A poll has determined where to find the good life, state by state. Do you live in a madly grinning state, or a kind of glum state?

How nice, I thought, I live in Minnesota, where we’re very pleased with ourselves. But then I noticed that Texas is also pretty smug, and how could anyone bear to live there?

These results are from a self-assessment poll, which means it probably utterly meaningless. It’s kind of telling that there is a great band running up the center of the country, the Miserable Middle, but I don’t know what it’s telling me. Midwesterners are realistic? They’re mostly self-effacing and modest? Life really sucks in Ohio?

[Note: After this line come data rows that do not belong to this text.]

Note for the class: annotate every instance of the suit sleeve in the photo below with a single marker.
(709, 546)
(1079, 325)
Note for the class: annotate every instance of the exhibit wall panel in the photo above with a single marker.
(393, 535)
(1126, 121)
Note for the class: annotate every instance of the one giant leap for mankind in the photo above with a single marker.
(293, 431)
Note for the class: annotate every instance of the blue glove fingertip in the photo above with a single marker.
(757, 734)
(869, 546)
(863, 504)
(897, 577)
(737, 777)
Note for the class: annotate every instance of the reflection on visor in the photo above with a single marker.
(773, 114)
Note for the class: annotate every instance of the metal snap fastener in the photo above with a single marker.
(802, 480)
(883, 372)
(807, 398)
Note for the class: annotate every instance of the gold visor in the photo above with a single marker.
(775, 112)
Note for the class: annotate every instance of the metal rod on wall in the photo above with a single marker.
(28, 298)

Or maybe some of the Trump states are feeling kind of embarrassed?

Pity for Nathan Robinson

He read an article in the NY Times that praised Ben Shapiro as a “conservative intellectual” and “the cool kid’s philosopher, dissecting arguments with a lawyer’s skill and references to Aristotle.”, so what did he feel compelled to do? He read a whole lot of Shapiro’s writings. I’ve read a few bits and pieces of Shapiro’s spew, and then had to turn away to cope with the gagging and retching, so I’ve never taken the trouble to read it at length and figure out what rotting carcass of conservative thought he’s pawing over now — he was invited to speak on our campus by our College Republicans last year, which isn’t a good sign. They like to invite provocative idiots, so I skipped it entirely.

But now Robinson has clearly immersed himself in the Shapiro oeuvre, and produced a thorough shaming of the man’s shallowness and inhumanity. You’ll discover how Shapiro deals with the race issue…dishonestly.

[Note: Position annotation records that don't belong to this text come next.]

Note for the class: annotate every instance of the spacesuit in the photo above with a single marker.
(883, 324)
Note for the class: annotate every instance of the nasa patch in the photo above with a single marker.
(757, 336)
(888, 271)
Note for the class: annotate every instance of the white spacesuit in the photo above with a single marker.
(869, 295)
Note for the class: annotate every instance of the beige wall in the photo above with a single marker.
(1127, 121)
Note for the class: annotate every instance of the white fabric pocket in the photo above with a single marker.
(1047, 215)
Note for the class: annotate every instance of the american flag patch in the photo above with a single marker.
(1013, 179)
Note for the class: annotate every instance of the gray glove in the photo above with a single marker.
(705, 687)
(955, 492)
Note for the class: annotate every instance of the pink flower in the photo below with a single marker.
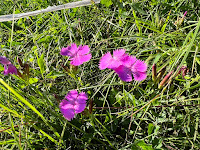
(107, 61)
(77, 55)
(124, 65)
(8, 67)
(73, 103)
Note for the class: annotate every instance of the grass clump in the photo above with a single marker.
(149, 114)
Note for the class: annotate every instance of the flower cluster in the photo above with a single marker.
(124, 65)
(73, 103)
(78, 55)
(9, 68)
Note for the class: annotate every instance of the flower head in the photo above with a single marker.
(124, 65)
(73, 103)
(107, 61)
(9, 68)
(78, 55)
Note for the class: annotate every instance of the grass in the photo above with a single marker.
(134, 115)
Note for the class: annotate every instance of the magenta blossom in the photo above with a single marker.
(78, 55)
(73, 103)
(8, 67)
(124, 65)
(107, 61)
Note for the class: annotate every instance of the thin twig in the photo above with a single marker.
(10, 17)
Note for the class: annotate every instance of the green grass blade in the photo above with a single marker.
(29, 105)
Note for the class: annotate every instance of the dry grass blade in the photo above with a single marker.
(48, 9)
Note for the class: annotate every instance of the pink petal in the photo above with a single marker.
(4, 60)
(79, 108)
(117, 54)
(80, 59)
(124, 73)
(129, 61)
(72, 95)
(140, 66)
(67, 109)
(82, 50)
(12, 69)
(70, 50)
(5, 72)
(139, 76)
(105, 61)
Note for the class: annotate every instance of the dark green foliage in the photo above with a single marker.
(145, 29)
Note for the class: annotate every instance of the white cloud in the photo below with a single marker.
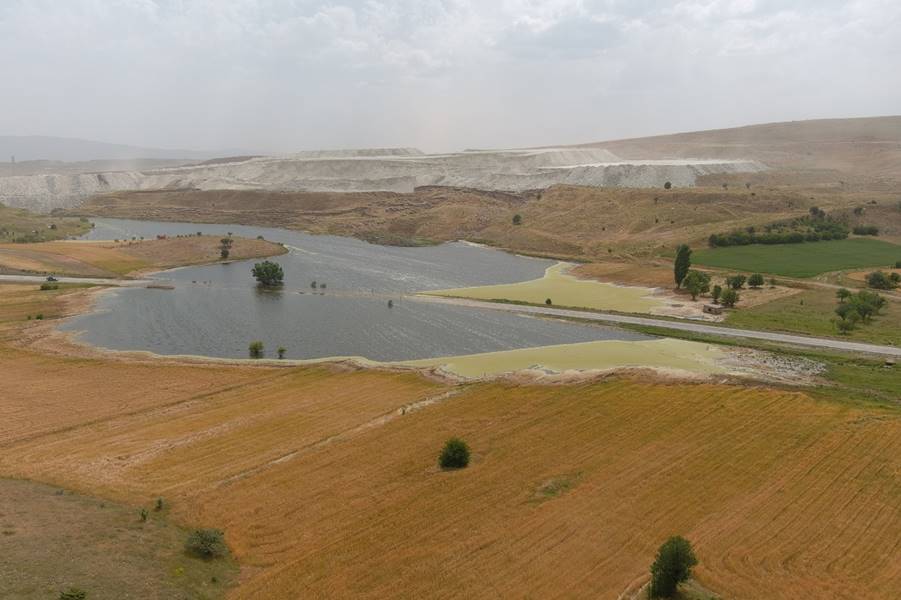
(440, 74)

What dispirited me about Shapiro’s approach is that he’s clearly not actually very interested in Facts at all. The role that race plays in American life is a serious sociological question, one that isn’t answered easily. But Shapiro plucks only the statistics that suggest race doesn’t matter, and pretends the statistics that suggest it does matter don’t exist. Nobody can trust him, because if he comes across a finding showing that incarceration rates more closely follow crime rates than racial demographics, you can bet it will appear in his next speech. But if someone shows that a white man with a criminal record is far more likely to receive a job callback than a black man without a criminal record, you’ll never hear it mentioned.

And then there’s Shapiro’s racism. He’s got to be aware of it, because every talk of his I’ve heard includes a pre-emptive salvo in which he claims that being called a racist is the worst slur in America, because it shuts down rational conversation (he’s very big on “rational conversation”, while not bothering with any himself), so pointing out that what he says is racist is inherently irrational.

My initial impressions were also soured by Shapiro’s casual bigotry. That may not be the wisest observation to lead with: I’m sure Shapiro would be very pleased with himself to hear me call him a racist. (Though Shapiro always looks somewhat pleased with himself.) Nothing could better prove his point: the left has no arguments, so they resort to calling people they dislike “racists.” And since he explicitly says that he isn’t a racist, what am I doing if not using the classic left-wing “bullying” tactic of dismissing your opponent as a nasty, bigoted individual?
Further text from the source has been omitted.